Protest ahead of Pope's lecture at Rome university

Some professors and students are protesting against plans for Pope Benedict to address Rome's most prestigious university, saying a speech he made nearly two decades ago showed he had reactionary views on science.

The German-born Pope is due to speak at La Sapienza on Thursday at a ceremony opening the 2008 academic year. The inaugural event's theme is the death penalty, which the Vatican and the Italian state want abolished globally. But more than 60 professors have written a letter saying the invitation should be withdrawn because the Pope's views "offend and humiliate us".

They pointed to a speech he made in 1990, saying it showed he favoured the Church's heresy trial against Galileo in 1633 for teaching that the Earth revolved around the sun.

That clashed with the Bible, which read: "God fixed the earth upon its foundation, not to be moved forever."

The Pope's supporters say the speech by the pontiff, then-Cardinal Joseph Ratzinger, only quoted an Austrian philosopher saying the Galileo trial was "rational and just" and did not reflect his own views.

"He expressed a different position, distancing himself from that belief and absolutely not adopting it as his own," wrote conservative newspaper Il Giornale, after republishing a transcript of the speech.
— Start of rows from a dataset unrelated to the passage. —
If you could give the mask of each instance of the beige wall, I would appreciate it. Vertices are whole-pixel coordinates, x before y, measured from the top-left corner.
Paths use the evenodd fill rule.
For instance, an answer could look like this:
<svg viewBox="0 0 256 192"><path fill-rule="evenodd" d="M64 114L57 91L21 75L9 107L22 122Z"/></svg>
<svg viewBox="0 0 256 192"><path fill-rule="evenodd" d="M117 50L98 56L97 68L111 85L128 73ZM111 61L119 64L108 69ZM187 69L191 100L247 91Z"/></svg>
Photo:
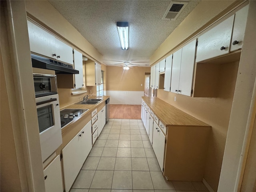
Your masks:
<svg viewBox="0 0 256 192"><path fill-rule="evenodd" d="M158 90L157 96L212 126L204 178L218 188L239 62L221 64L218 96L194 98ZM174 101L174 97L176 98Z"/></svg>
<svg viewBox="0 0 256 192"><path fill-rule="evenodd" d="M150 67L124 70L122 67L107 66L107 90L144 91L145 73L150 72Z"/></svg>

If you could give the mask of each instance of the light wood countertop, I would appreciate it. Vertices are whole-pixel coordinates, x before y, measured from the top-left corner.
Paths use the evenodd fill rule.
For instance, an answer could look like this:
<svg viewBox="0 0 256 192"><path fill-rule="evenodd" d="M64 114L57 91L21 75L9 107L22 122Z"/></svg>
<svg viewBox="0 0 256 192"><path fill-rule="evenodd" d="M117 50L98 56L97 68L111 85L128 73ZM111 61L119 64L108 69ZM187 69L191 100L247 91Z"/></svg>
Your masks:
<svg viewBox="0 0 256 192"><path fill-rule="evenodd" d="M142 97L166 127L172 126L210 127L190 115L156 97Z"/></svg>

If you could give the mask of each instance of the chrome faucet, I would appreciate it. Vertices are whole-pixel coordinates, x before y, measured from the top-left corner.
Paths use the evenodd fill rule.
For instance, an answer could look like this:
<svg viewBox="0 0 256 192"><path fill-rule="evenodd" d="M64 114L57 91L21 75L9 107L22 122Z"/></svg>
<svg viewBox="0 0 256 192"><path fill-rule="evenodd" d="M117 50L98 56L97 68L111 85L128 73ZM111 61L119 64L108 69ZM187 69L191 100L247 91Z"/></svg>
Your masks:
<svg viewBox="0 0 256 192"><path fill-rule="evenodd" d="M84 98L83 99L83 102L84 101L86 101L87 100L87 99L88 99L88 97L89 96L88 95L86 95L85 96L84 96Z"/></svg>

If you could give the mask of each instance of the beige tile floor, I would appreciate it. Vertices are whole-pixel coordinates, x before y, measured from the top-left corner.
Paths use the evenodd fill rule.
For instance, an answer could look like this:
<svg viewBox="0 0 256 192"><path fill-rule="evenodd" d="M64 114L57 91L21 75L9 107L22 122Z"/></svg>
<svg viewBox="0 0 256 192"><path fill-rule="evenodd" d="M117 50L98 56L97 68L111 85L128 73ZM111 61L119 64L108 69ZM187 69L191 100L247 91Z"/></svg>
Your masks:
<svg viewBox="0 0 256 192"><path fill-rule="evenodd" d="M110 119L70 192L206 192L202 182L167 181L141 120Z"/></svg>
Still, some students have seized upon the controversy to launch protests against the Church, with one group declaring an "anti-clerical" week, and preparing protest banners.

"There have been a few protests and moves (at La Sapienza) with tones of censorship," lamented Vatican Radio on its website www.radiovaticana.org.

The protest has put La Sapienza's chancellor on the defensive, and prompted a genetics professor to come out on Vatican radio on Monday to denounce the "shameful" protests.

"I would invite him a hundred times," Renato Guarini, the chancellor of La Sapienza, told Italian state television.

La Sapienza was founded by a pope in 1303, and Guarini noted that this would hardly be the first time a pontiff has addressed an Italian university.

Pope Benedict's supporters have noted that the Galileo controversy itself was long over. The late Pope John Paul II acknowledged in 1992 the Church was wrong to have condemned the revolutionary Italian scientist.

The controversy has added to a fierce debate about the power of the Catholic Church in Italy, which even divides the Catholics-to-Communist coalition government.